On the other hand, a study involving 20 children from a similar group reported that some of these patients had low cognitive and motor skill scores at the sixth month but achieved normal scores at the age of one year [24]. Due to the limited working time, it cannot be applied to all patients consecutively at different developmental months in our study. For more optimal evaluation, we think that repeating the scales consecutively in different developmental months will facilitate the interpretation of the findings.

There are some limitations of the study. First of all, the developmental levels of the patients were evaluated only with scales. There are some factors such as ventilation period, presence of hypoxia, presence of complication, anesthesia period, delay of nutritional support, time of TPN start. Evaluation of these parameters could help discussing the results more clearly. To avoid the possible artifacts in immediate postoperative period that may affect the results, first evaluation was made after a minimum 6-month time distance to last surgery.
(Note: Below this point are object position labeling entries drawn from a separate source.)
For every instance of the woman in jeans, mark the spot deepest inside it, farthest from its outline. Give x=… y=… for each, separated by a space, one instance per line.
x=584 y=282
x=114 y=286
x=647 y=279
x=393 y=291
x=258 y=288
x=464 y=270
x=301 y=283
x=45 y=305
The second limitation of our study is the relatively low number of patients. These congenital anomalies of 4 different groups have a relatively low incidence and are not frequently seen in surgical practice. The third limitation is the absence of a control group. As a result, the developmental measurements consisting normal population were absent and we could not be able to point out the comparative results with the normal population. The study group contains only children who were operated for congenital anomaly so we did not have the comparison of results of premature infants without congenital anomaly with similar prematurity levels. Another limitation of our study is that, due to its cross-sectional nature, it can show the relationships between factors that may be effective, but cannot make definitive comments about causal origins. However, we are of the opinion that these limitations do not have a high impact on our results. We do believe that there is a need for further large-scale studies on this subject.

To our knowledge, this is the first study in the literature which aims to evaluate the neurodevelopmental status of children who underwent surgery for different congenital GI system anomalies with an average age of 2 years using the ASQ and ASQ: SE developmental scales. The study group which consists of children of parents with low socioeconomic status, makes our study different from other existing studies.

Conclusion

It should be kept in mind that the children who are operated on due to congenital GI system anomalies are at high risk not only for poor postoperative results but also for neurodevelopment and social–emotional developmental delay. Patients with risk factors such as microcephaly, low birth weight for gestational age, prematurity, and low socioeconomic level should be closely monitored for neuromotor, social, and emotional development. These patients should not only undergo a postoperative surgical follow-up but also an assessment using developmental scales. Thus, timely referral to the relevant disciplines will ensure a healthy developmental process and increase the life quality of the patients who undergone surgical procedures for congenital anomalies.